Pradman Kaul to Retire After Nearly 50 Years With Hughes Network Systems

Hughes President Pradman Kaul. Photo: Hughes

Pradman Kaul is retiring from his role as president of Hughes Network Systems at the end of the year, after nearly 50 years with the company. Kaul is a longtime leader in the satellite industry, and joined Hughes in 1973 and became president of the company in 2000. 

Paul Gaske will succeed Kaul in January and become COO of Hughes, reporting to Hamid Akhavan, CEO of parent company EchoStar. Gaske has been with the company since 1977 and currently leads the North America division, which operates HughesNet.

“There is no industry like the satellite sector, combining space and rocketry with down-to-Earth solutions that meet an essential need for connectivity. And there is no team like the Hughes team, so committed to excellence, innovation and changing people’s lives for the better. Having the privilege to be part of both is about as good as it gets for an engineer. With Paul and Hamid at the helm, I know the company will continue to blaze new paths in connecting people, enterprises and things,” Kaul said. 

Kaul will continue to serve on the board of directors of EchoStar and will be appointed its vice chairman. 

Akhavan commended his service to the company. “Pradman has been a visionary, an inspirational leader and an extraordinary steward of engineering excellence. He leaves a legacy of innovation and collaboration that sets us apart as an employer, a service provider and a partner to customers worldwide.”

Kaul wrote about the beginning of his career in the satellite industry at COMSAT for Hughes 50th anniversary in 2021. In 1968, he had graduated from Cal Berkeley with a master’s degree and had an offer to join a computer company, when he met his future COMSAT boss on the way to a cricket match in Washington. 

“His passion, excitement and vision of this new field of satellite communications — a field I knew nothing about — was so powerful that, when he offered me a job at COMSAT Labs, I accepted the same afternoon,” Kaul wrote. “With that, I became a satellite communications fanatic and have remained so ever since.” 

Kaul was employee No. 10 at Digital Communications Corporation (DCC) a company founded in 1971 by a group of COMSAT employees.
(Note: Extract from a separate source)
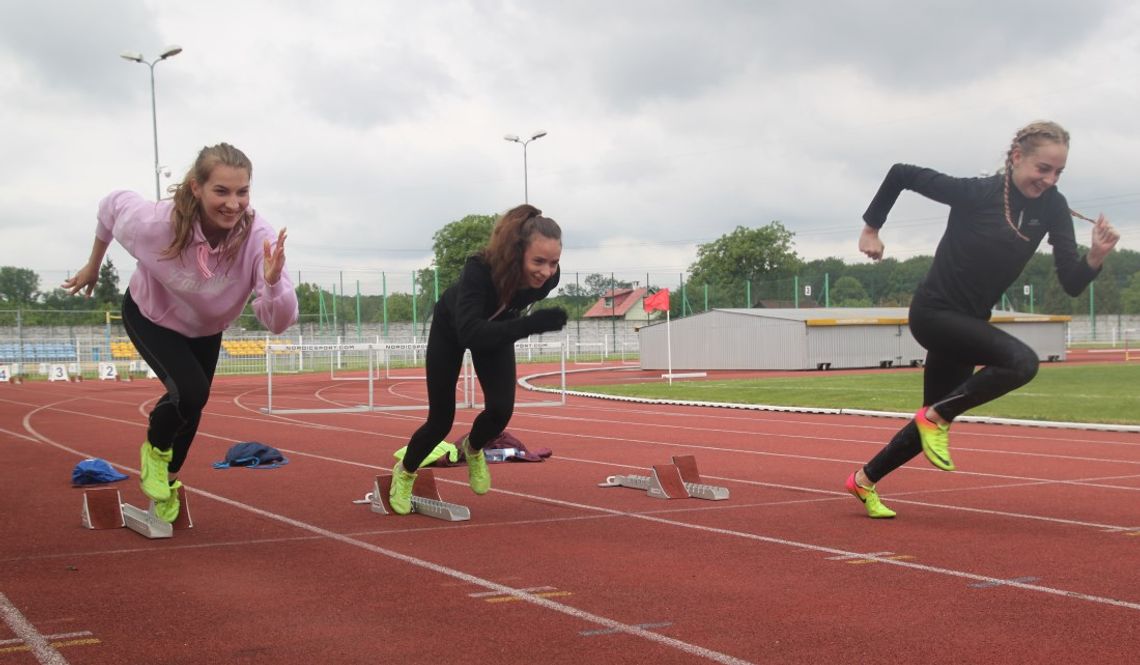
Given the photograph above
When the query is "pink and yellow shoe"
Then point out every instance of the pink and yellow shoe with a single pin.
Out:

DCC later became Hughes Network Systems. 

Hughes highlighted a number of industry firsts achieved under Kaul’s leadership: the first broadband satellite network; the first commercial satellite implementation for a national retailer; the first satellite internet service; and the first multipath satellite-plus-wireless service for consumers.

Kaul has a number of accolades from industry groups, and was named Via Satellite’s 2008 Satellite Executive of the Year for the company’s success in the VSAT market and satellite broadband. 

“The people that started Hughes left Comsat Laboratories and had the vision to see that digital satellite communications would be the future,” Kaul said in his SEOTY interview in 2009. “A lot of people didn’t see it that way at that time. The first digital systems used SCPC, TDMA and other technologies and were developed at Digital Communications Corp., the name of our company in the 1970s. We started in a garage in Rockville, Md., and always have been leaders in the digital space. It was a $2 million market in the beginning, but even then we had greater than a 50% share.”

He is also in the Society of Space & Satellite Professionals Hall of Fame and received the Arthur C. Clarke Foundation 2012 Innovator award. 

Kaul’s retirement comes amid a time of change for Hughes and parent company EchoStar. Akhavan became CEO earlier this year, succeeding former CEO and President Michael Dugan, who retired after more than 30 years of service to EchoStar and its predecessors. 

Akhavan has embarked on a strategic course for the company to improve the company’s financial position and realize growth opportunities. This includes a focus on the global enterprise business including its managed services portfolio, hybrid LEO-GEO business solutions and manufactured products. On the most recent investor call, Akhavan said EchoStar is exploring “potentially small acquisitions” and in the longer term, commercializing the company’s S-band assets and potential larger scale M&A opportunities. 

Hughes is expected to see the launch of its long-awaited and delayed Jupiter 3 satellite in 2023. Manufacturer Maxar Technologies recently forgave EchoStar around $50 million in future payments to compensate for repeated delays on the program. Hughes is capacity constrained on its current satellite fleet as it waits for the additional capacity Jupiter 3 will bring to its satellite broadband business. In its most recent quarterly financials, Hughes said capacity limitations are contributing to subscriber decline.